Back in law school I wrote a lengthy piece for a Jurisprudence class discussing just this question. I titled it at the time, Much Ado About Dictum; or, How to Evade Precedent Without Really Trying: The Distinction Between Holding & Dictum. SSRN Here is the abstract:
From the birth of our Republic, starting with Chief Justice Marshall in Cohens v. Virginia, judges and scholars alike have grappled with the distinction between holding and dictum. However, neither the judiciary nor the academy has been able to come up with a consistent and workable definition of these two concepts. This article attempts to shine some light on this perplexing issue.
This article proceeds as follows. In Part I, I will discuss some of the simpler, yet unsatisfying definitions of dictum, and introduce some of the easy cases, where distinguishing dictum from holding is relatively straightforward.
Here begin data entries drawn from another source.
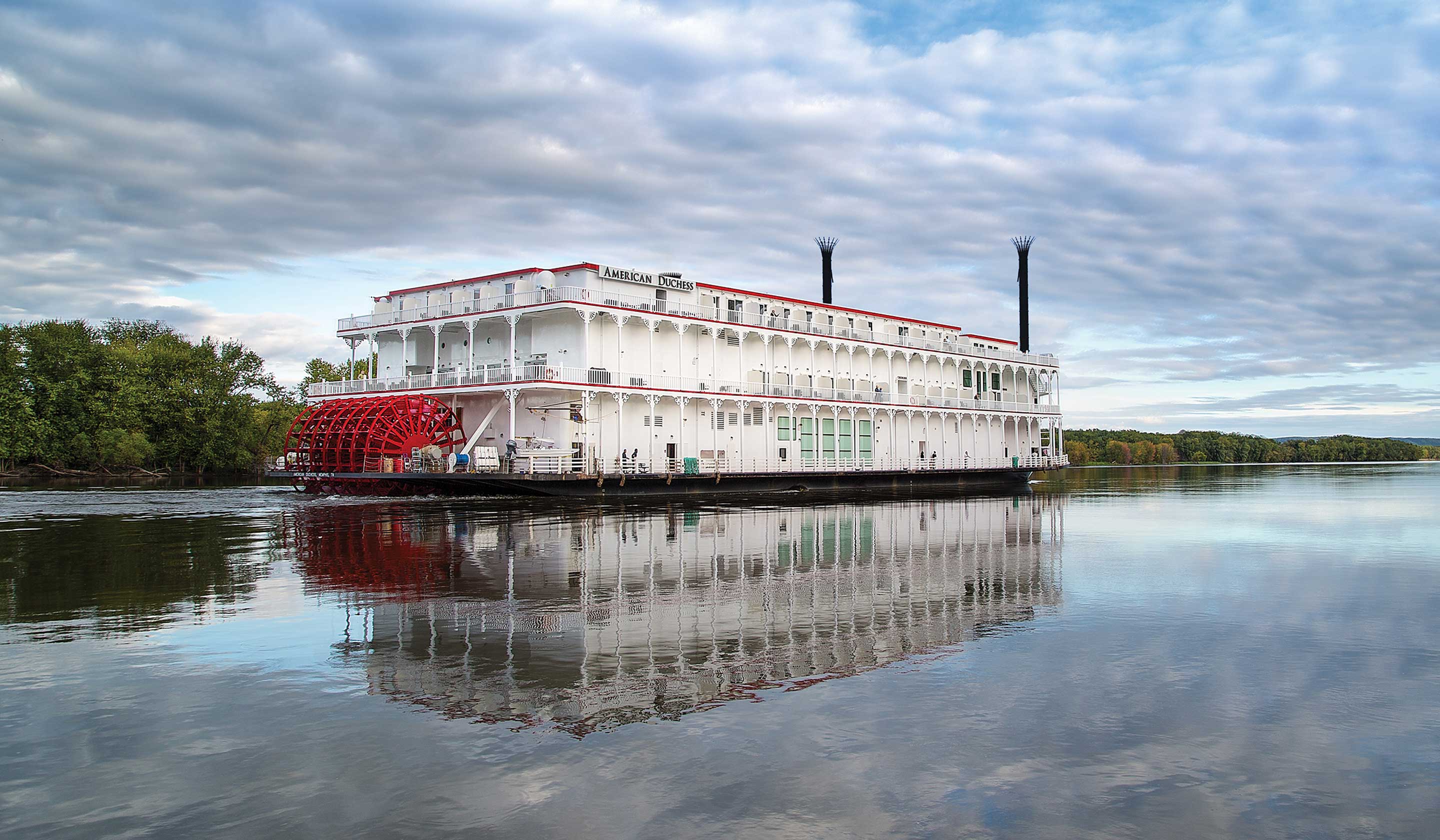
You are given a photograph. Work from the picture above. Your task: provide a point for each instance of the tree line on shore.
(1132, 447)
(128, 396)
(136, 396)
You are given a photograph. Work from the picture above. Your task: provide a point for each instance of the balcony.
(696, 388)
(568, 294)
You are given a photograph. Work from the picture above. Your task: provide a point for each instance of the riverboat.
(657, 384)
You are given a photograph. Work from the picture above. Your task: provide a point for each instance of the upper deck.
(672, 298)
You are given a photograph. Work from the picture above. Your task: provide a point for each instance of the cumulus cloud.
(1220, 195)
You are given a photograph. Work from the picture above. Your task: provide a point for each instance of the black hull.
(578, 486)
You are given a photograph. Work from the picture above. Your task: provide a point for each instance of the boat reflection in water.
(590, 620)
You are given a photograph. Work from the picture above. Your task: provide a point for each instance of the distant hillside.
(1135, 447)
(1416, 442)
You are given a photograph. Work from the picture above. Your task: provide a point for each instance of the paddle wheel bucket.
(340, 446)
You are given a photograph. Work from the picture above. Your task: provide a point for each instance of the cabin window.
(807, 437)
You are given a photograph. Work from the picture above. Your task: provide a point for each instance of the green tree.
(19, 428)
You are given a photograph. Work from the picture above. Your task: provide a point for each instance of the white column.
(620, 348)
(510, 396)
(585, 352)
(650, 454)
(890, 456)
(650, 330)
(684, 404)
(836, 411)
(586, 398)
(745, 420)
(620, 421)
(512, 322)
(470, 346)
(790, 366)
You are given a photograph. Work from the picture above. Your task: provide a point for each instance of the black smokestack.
(827, 247)
(1023, 248)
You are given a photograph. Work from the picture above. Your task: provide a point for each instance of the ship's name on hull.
(646, 278)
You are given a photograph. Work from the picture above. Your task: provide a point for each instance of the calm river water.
(1138, 653)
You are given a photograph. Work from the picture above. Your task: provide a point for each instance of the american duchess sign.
(646, 278)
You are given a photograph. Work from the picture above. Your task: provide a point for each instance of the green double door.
(834, 437)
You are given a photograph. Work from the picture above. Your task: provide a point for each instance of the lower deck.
(621, 484)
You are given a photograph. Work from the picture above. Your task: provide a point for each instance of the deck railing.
(676, 309)
(726, 466)
(696, 388)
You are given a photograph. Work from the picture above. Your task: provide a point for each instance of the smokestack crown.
(827, 247)
(1023, 277)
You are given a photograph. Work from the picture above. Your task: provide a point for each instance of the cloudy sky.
(1236, 206)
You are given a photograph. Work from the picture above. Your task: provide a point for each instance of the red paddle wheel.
(330, 443)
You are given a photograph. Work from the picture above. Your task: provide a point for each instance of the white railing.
(770, 466)
(684, 310)
(696, 388)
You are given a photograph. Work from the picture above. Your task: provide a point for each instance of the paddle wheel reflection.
(591, 620)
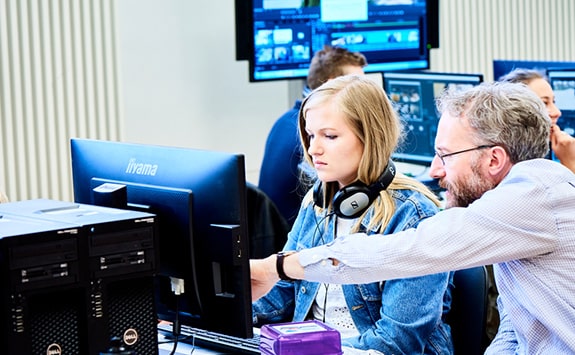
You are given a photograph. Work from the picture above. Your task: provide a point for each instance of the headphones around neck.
(352, 200)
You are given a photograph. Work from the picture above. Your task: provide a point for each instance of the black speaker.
(352, 200)
(123, 309)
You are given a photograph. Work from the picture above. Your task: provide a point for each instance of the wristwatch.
(280, 265)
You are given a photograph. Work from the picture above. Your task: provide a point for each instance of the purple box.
(301, 338)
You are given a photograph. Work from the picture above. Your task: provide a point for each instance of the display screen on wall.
(393, 35)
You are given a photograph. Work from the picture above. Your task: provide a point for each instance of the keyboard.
(213, 340)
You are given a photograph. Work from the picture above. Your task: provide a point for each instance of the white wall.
(182, 85)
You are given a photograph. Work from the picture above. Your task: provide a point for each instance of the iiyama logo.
(137, 168)
(54, 349)
(130, 336)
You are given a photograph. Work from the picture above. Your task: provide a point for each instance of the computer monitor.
(199, 198)
(502, 67)
(563, 83)
(286, 34)
(413, 95)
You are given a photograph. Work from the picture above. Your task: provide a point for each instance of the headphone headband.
(352, 200)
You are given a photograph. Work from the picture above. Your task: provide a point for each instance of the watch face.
(280, 265)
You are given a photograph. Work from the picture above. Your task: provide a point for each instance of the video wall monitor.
(502, 67)
(413, 95)
(563, 83)
(199, 198)
(392, 35)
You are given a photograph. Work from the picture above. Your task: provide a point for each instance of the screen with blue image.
(392, 35)
(563, 83)
(414, 95)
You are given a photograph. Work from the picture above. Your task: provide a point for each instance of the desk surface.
(183, 348)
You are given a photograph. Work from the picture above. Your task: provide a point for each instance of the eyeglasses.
(443, 156)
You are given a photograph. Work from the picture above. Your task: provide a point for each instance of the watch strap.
(280, 265)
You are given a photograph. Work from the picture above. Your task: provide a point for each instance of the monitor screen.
(502, 67)
(199, 198)
(413, 95)
(563, 84)
(286, 34)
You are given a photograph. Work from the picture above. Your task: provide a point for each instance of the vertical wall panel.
(58, 80)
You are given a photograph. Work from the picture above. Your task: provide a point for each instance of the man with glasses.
(505, 205)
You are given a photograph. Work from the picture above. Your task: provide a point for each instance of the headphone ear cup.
(318, 194)
(352, 200)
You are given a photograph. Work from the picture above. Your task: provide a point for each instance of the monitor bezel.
(95, 162)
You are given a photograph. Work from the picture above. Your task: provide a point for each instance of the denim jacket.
(402, 316)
Next, I will chronicle the Supreme Court’s erratic approach to dealing with dictum, and show how this uncertainty has left a gaping void in our jurisprudence. Next, I will discuss prior scholarly attempts to define dictum, and show why their approaches are inadequate, as they only focus on Supreme Court cases, and ignore how the inferior courts treat the distinction.
In Part II, I will confront the task where others have not ventured, and systematically survey and analyze over four hundred court cases that distinguish between dictum and holding. After explaining my methodology and framework, I will attempt to answer three critical questions. First, what is dicta worth? Second, whose dicta must/should/can courts follow? Third, how do courts define dicta? These three questions reveal clues to understanding how courts have treated dictum, and what the distinction means in practice.
In Part III, I will analyze the results from Part II. Based on the arbitrary nature with which courts define dictum, and the varying weight courts assign to dictum, even from superior courts, I conclude that the holding/dictum distinction is a standardless standard. Unlike generally accepted standards of review, labeling an opinion as holding or dictum is an entirely subjective process, which I argue enables judges to easily evade precedent without needing to justify the departure; or in the alternative create precedent where none existed before. Next, I analyze precedent, stare decisis, and dictum through the lenses two jurisprudential schools, legal formalism and realism. I conclude with a legal realist argument, that the distinction between dicta and holding is inextricably linked with a judge’s views on precedent.
Ultimately, I had to take a very legal realist opinion and conclude that holding and dictum distinction was a farce that Judges and attorneys used to deftly evade precedent when convenient.
This was an absolutely fascinating topic, and I hope one day to submit this as a real law review article.